Republican Senator Rand Paul of Kentucky is already eyeing a 2028 presidential run – and his pitch to voters sounds more like something you'd hear from a Chamber of Commerce lobbyist than a conservative leader.
In a revealing interview with CBS News, Paul admitted he's considering another White House bid to provide an "alternative" to the populist wing that has transformed the Republican Party and delivered historic victories under President Trump's leadership.
"On many days, it's me in the Senate, the only one left for free trade," Paul complained to CBS journalist Robert Costa. "But I think there still is a desire among business for it."
There it is, folks – while President Trump is busy delivering on his America First agenda with targeted tariffs that are bringing manufacturing jobs back to American workers, Paul is apparently pining for the good old days when globalist trade deals shipped our jobs to China.
Paul went on to lament that "there used to be a free market/Libertarian wing of the party, and now there's not much left." What he's really saying is that there used to be Republicans willing to put multinational corporations ahead of American workers – and he misses those days.
The Swamp Strikes Back?
This isn't Paul's first rodeo. He ran unsuccessfully in 2016, the same year Trump's populist message resonated with millions of forgotten Americans who were tired of politicians serving Wall Street instead of Main Street.
Now, as President Trump delivers on mass deportations, border security, and bringing jobs back to America, Paul wants to offer voters a return to the failed policies of the past?

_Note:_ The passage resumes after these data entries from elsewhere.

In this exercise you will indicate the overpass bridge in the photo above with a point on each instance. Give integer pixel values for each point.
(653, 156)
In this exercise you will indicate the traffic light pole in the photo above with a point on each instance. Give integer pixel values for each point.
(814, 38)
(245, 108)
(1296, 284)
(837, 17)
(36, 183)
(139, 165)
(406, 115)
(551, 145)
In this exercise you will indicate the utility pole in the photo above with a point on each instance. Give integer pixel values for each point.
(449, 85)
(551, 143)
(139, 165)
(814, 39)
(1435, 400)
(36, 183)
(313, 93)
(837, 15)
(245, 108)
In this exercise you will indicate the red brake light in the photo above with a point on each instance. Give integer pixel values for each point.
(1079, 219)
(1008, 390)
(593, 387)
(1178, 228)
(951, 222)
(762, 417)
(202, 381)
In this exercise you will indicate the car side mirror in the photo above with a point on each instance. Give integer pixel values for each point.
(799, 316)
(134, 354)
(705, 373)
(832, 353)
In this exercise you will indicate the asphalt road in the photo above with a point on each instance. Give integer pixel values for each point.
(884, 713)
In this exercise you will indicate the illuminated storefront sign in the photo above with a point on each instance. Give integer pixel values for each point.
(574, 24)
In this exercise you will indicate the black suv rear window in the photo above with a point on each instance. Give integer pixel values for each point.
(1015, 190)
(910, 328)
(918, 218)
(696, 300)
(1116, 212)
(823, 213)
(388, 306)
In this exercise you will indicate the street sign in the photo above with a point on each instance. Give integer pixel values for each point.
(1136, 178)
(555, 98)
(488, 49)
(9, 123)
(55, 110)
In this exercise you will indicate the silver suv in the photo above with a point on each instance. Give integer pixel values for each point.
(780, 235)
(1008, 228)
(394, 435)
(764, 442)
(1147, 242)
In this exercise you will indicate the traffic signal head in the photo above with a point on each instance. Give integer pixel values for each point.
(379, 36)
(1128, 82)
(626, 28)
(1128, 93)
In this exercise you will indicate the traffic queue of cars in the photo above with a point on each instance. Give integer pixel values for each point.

The same "free trade" policies that hollowed out the Rust Belt and made China rich while American communities suffered?
Paul says he'll make his decision after the 2026 midterms, giving him plenty of time to test whether Republican voters have any appetite for going backward.
Here's a reality check for Senator Paul: The populist "wing" isn't a wing anymore – it's the entire bird. American voters chose Trump's vision over the establishment's failed promises, and they're not looking back.
Will Republican primary voters in 2028 choose America First policies that deliver results, or return to the globalist agenda that gave us decades of decline? Something tells us they've already made that choice.